Mais il ne répond pas. C’était il y a longtemps, mais il se rappelait très bien de ce jour-là, le jour où il avait jeté les contes de sa mère. Son père les lui avait offerts quelques mois avant, lui assurant qu’il y trouverait de quoi comprendre son ombre et résoudre ses problèmes c’est du moins ce qu’avait dit sa défunte femme. Mais Alkan avait lu et relu les deux contes, il avait analysé chaque caractère, il avait demandé l’avis de son père, mais n’y avait trouvé, pour finir, que des fables absurdes, dont la morale finale était quelque chose comme « peut importe l’offense, le bonheur est dans le pardon ». C’est cette dernière phrase qui l’avait rendu fou, ce jour-là lorsqu’il était rentré chez lui. Il avait été battu par une bande de jeunes qui avaient canardé son ombre rose d’énormes pierres. Il était rentré blessé. Comme à l’ordinaire, chez lui il n’y avait personne. Il avait désinfecté ses blessures dans un appartement vide, le cœur vide et la fierté molestée. Mais il ne pleurait pas encore. Ce fut lorsqu’il s’assit seul devant son bol de soupe instantanée amoureusement chauffé par le four micro-onde que des sanglots avaient remué sa poitrine. Il ne se souvient même pas avoir pleuré, mais il se souvient de la douleur serrant sa gorge, et de l’air de ses pouvons qui se vidait très lentement dans un petit sifflement de tristesse. Il se sentait juste abandonné. Et, dans sa peine montait une colère indicible, il savait que c’était absurde, mais malgré lui il le pensait, il pensait vraiment que la mort n’était pas une raison pour l’abandonner. Comment avait-elle pu mourir comme ça ! Comment avait-elle osé les abandonner comme ça ! C’est à cet instant que ses yeux étaient tombés sur ces mêmes mots qui prenaient alors un sens nouveau, cette phrase lui disait alors : « pardonne-moi de t’avoir abandonné ». Non ! Non, et non, c’est trop facile ! Avait-il pensé avant de jeter le carnet par la fenêtre. Regrettant aussitôt son geste, il était descendu pour le récupérer le carnet, mais peine perdue, il était resté introuvable. Il n’en avait jamais parlé.

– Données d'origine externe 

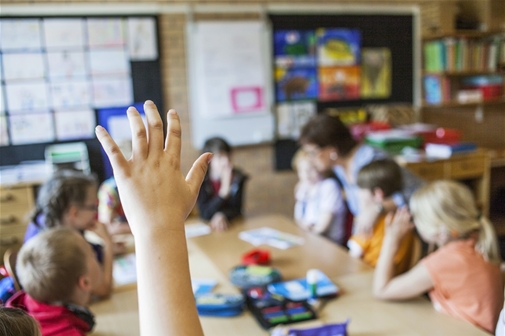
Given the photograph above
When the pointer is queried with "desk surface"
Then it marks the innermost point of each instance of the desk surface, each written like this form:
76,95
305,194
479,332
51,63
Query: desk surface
213,255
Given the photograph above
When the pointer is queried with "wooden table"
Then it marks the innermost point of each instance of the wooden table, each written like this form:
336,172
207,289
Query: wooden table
212,256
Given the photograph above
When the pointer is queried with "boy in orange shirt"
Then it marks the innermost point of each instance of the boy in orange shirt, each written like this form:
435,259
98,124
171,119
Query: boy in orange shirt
377,181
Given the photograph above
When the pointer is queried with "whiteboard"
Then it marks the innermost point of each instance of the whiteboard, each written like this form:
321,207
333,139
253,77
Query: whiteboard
230,82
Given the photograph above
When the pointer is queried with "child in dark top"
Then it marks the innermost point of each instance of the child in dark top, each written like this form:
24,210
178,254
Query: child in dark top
58,271
220,197
69,199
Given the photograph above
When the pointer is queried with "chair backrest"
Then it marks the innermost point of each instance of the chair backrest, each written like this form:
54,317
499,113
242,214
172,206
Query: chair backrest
10,264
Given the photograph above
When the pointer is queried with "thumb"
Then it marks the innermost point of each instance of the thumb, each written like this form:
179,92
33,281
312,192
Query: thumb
197,172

À la pensée de ce souvenir, il se sentait nostalgique. Il alla machinalement dans le bureau de son père chercher la petite caisse de bois dans laquelle se trouvaient les seules affaires qu’il restait de sa mère et en répandit le contenu sur le sol. Il n’y avait pas grand-chose, quelques lettres et autres papiers. Ça faisait des années qu’il n’avait pas regardé le contenu de cette boite. Il aimait bien l’écriture de sa mère. Il ne savait pas trop pourquoi il était en train de regarder ces vieilleries. C’était comme s’il cherchait une réponse sachant pourtant qu’il ne la trouverait pas là. Après quelques minutes, il commença à remettre soigneusement les papiers dans la boite. C’est alors que Ciana, curieuse, entra dans la pièce.
- C’est quoi ? Demanda-t-elle.
- rien. Dit-il en s’empressant de tout ranger.
L’ombre jusqu’à lors à la fois foncée et terne de la jeune femme désemparée devint soudainement d’une teinte plus vive, et d’un marron plus beau. Elle venait d’attraper une carte de visite qui avait glissé au sol. Elle bouillait d’excitation prête à dévorer la moindre information, le moindre espoir ; prête à se lancer sur n’importe quelle piste pour retrouver tout ce qu’elle avait perdu. Et il semblait que, comme d’habitude, la chance lui souriait.
- Alkan, regarde, c’est la carte d’une librairie de contes et fables ! Peut-être que ta mère a fait publier ses contes ?
- Fais voir !
Alkan n’en croyait pas ses yeux, il avait regardé des dizaines de fois le contenu de cette boite, mais jamais il n’avait vu cette carte.